When Compute Becomes Product Strategy

Why the future of AI products is not one giant model everywhere, but a hybrid intelligence stack of frontier models, SLMs, open models, routing, and evals.

Anthropic’s new SpaceX compute deal looks, at first, like a capacity announcement. More GPUs. Higher Claude Code limits. Better API throughput. Fewer moments where serious users run into the invisible wall of scarcity.

That read is true, but incomplete.

The more important signal is that compute is becoming product strategy. Not just an infrastructure moat for frontier labs, and not just the hidden substrate behind model training. Compute is now shaping the visible product experience: how long agents can run, how much context a user can bring, whether the product slows down during peak demand, whether a team can trust AI inside real work, and what kind of pricing a company can safely promise.

Anthropic said it had signed an agreement to use all of the compute capacity at SpaceX’s Colossus 1 data center, adding more than 300 megawatts and over 220,000 NVIDIA GPUs within the month. The same announcement translated that capacity directly into product changes: doubled Claude Code five-hour limits for Pro, Max, Team, and seat-based Enterprise plans; removal of peak-hour reductions for Pro and Max; and higher Opus API rate limits.

That is the part PMs should pay attention to. The infrastructure announcement immediately became a product announcement.

But the conclusion is not “everyone needs more frontier compute.” That is only half the story. The better conclusion is that AI products now need an intelligence architecture: a deliberate way to decide which tasks deserve expensive frontier models, which tasks should run on smaller models, where open-source or open-weight models make more sense, and how to route work across the stack.

The winning AI products will not simply use the biggest model everywhere. They will use the right intelligence in the right place — and they will make that routing invisible to the user.

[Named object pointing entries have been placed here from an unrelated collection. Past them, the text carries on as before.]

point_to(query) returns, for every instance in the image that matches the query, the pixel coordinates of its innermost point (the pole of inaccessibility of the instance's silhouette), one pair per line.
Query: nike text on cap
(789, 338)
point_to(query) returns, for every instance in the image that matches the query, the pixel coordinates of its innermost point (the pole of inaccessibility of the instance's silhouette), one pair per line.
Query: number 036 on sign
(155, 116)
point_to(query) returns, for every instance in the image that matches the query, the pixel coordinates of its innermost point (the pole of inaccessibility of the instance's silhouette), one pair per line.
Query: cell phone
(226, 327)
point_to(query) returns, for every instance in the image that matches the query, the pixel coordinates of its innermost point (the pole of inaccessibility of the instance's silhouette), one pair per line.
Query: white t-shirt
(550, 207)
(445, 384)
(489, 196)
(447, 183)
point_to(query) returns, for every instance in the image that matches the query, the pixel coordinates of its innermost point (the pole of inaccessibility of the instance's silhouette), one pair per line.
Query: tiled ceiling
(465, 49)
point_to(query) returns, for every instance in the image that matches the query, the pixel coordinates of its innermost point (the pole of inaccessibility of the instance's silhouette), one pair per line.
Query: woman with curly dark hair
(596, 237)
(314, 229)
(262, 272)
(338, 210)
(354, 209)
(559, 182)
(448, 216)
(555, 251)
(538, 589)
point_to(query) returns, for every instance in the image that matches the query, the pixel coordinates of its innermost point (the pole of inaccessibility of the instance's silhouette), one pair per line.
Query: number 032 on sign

The old AI product assumption is breaking

The first phase of generative AI product building had a simple default: call the strongest model available, wrap it in a workflow, and optimize later.

That made sense when teams were still proving that the model could do useful work. It made sense when the core product question was, “Can this thing reason, write, code, summarize, or classify well enough to matter?”

But the market is moving into a different phase. OpenAI’s enterprise usage research argues that frontier firms are not just using AI more often; they are using more intelligence per worker and embedding AI more deeply into workflows. OpenAI says firms at the 95th percentile use 3.5x as much intelligence per worker as typical firms, and that the largest gap appears in agentic tools, with frontier firms sending 16x as many Codex messages per worker.

That is a very different demand profile from casual chat.

When AI becomes part of production work, usage compounds. The product is no longer answering isolated prompts. It is reading internal documents, editing code, classifying support tickets, generating test cases, drafting customer responses, analyzing logs, extracting entities, running background research, and coordinating across tools.

Using a frontier model for all of that is usually the wrong architecture.

Some tasks require deep reasoning. Many do not. Some workflows need maximum accuracy and long-horizon planning. Many need fast, cheap, repeatable transformation. Some work should happen in the cloud. Some should happen inside a private VPC, on an edge device, or locally on a laptop or phone.

The “one big model everywhere” assumption breaks under cost, latency, privacy, reliability, data residency, procurement, and control.

Small models are not a downgrade. They are a product choice.

Small language models are often discussed as if they are merely cheaper, weaker versions of large models. That is the wrong frame.